La soledad del Olimpo
Richard Burton y Liz Taylor han sido una de las últimas parejas de la industria del cine. Los nimios protagonistas de las series de televisión han robado las portadas de la prensa del corazón. Tanta era su soledad en el desamueblado Olimpo de Hollywood que cuando pensaron en volverse a casar sólo se encontraron ellos mismos. Antes, las productoras cubrían de oficio los tejemanejes sentimentales de sus ilustres asalariados. Invertir en la imagen doméstica de sus pupilos era rentable porque, al tenerlos vinculados con contratos de varios años, estaban seguros de que cualquier escándalo repercutía favorablemente en su siguiente película, también de la casa.Ahora, los actores de cine firman contratos de obra, por película, y nadie se gasta dinero en promocionar a un caballero que, seguramente, su siguiente filme lo hará con la competencia.

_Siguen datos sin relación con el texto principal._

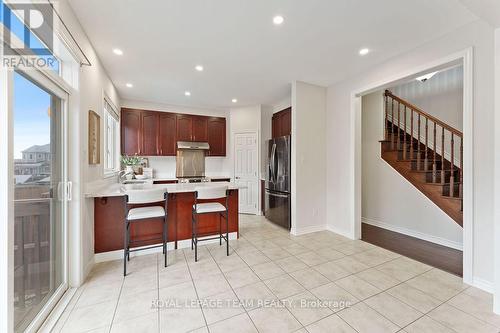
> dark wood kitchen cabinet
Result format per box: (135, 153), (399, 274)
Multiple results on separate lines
(272, 107), (292, 138)
(141, 111), (159, 156)
(176, 114), (193, 141)
(192, 116), (208, 142)
(207, 117), (226, 156)
(121, 108), (142, 155)
(158, 113), (177, 156)
(121, 108), (227, 157)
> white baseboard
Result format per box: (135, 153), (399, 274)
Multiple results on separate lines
(94, 232), (238, 263)
(326, 225), (355, 240)
(290, 225), (327, 236)
(362, 217), (463, 251)
(471, 277), (494, 294)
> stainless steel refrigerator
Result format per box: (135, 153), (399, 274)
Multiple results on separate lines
(265, 136), (291, 230)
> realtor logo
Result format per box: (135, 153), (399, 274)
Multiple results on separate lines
(1, 1), (56, 70)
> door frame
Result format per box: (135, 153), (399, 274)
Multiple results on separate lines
(233, 131), (260, 215)
(0, 67), (71, 332)
(349, 48), (474, 286)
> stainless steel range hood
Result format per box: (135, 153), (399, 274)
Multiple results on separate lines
(177, 141), (210, 150)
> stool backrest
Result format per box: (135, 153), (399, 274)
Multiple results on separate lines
(126, 188), (167, 204)
(195, 185), (228, 200)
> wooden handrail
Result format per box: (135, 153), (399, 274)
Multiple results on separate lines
(385, 90), (462, 137)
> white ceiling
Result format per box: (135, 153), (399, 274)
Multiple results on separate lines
(67, 0), (478, 109)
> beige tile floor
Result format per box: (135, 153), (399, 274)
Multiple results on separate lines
(52, 215), (500, 333)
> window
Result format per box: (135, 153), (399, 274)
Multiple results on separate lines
(103, 97), (119, 175)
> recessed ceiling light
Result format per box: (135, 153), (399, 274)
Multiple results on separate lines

Curiosamente, un cine mogijato de camas separadas aupaba los fallones conyugales de sus artistas. El público que no perdonaba el adulterio de la vecina, toleraba que Burton engañara a su legítima en pleno rodaje de Cleopatra. Actores como Burton eran, para el espectador, seres de un mundo lejano, donde los desarreglos lujuriosos no tenían punibles consecuencias, al contrario, casi era una obligación de los dioses no estar contentos con la pareja porque algo tiene que ir mal en ese mundo tan envidiable de palacios, y guateques. El cine, como supuesto reflejo de la vida, debía guardar las formas; sus hacedores, estaban exentos de ello.
La obligación de ser Burton
A Burton le persiguió una desgracia muy común entre la gente de Hollywood: sus películas no debían contradecir la imagen, más o menos prefabricada, que de él se tenía. Para el buenazo de Bing Crosby era un patinazo hacer de cura borrachín. Burton era un actor shakespeareano y eso, en el cine, quería decir grandes escenarios, verbo enrevesado, castillos... Pero también era un amante turbulento y en sus filmes con Liz Taylor debían resonar las mismas tormentas que encapotaban su vida. Ahí sí que Burton podía tranquilamente ser pastor y neurótico por más señas (Castillos en la arena). Incluso en jersei le pedían grandes escenas (¿Quién teme a Virginia Woolf?).
Es en los años setenta, y las oficinas del star-system con cerrojo, cuando le ofrecen papeles donde debía anular totalmente su propia identidad porque no se podía ser al mismo tiempo Burton y Tito o Trotsky. Ya no tenía que hacer de Burton porque ese Burton empezaba a no existir. Algunos cineastas, como John Huston (La noche de la iguana), Tony Richardson (Mirando hacia atrás con ira), Stanley Donen (La escalera) o Martin Ritt (El espía que surgió del frío) supieron ver al otro Burton, al gran actor que no precisa perpetuos registros grandilocuentes para crear un clima. Un Burton escaso entre las más de 70 películas que hizo o, mejor dicho, le hicieron. En casi todas cumplió pero empaquetado y con denominación de origen.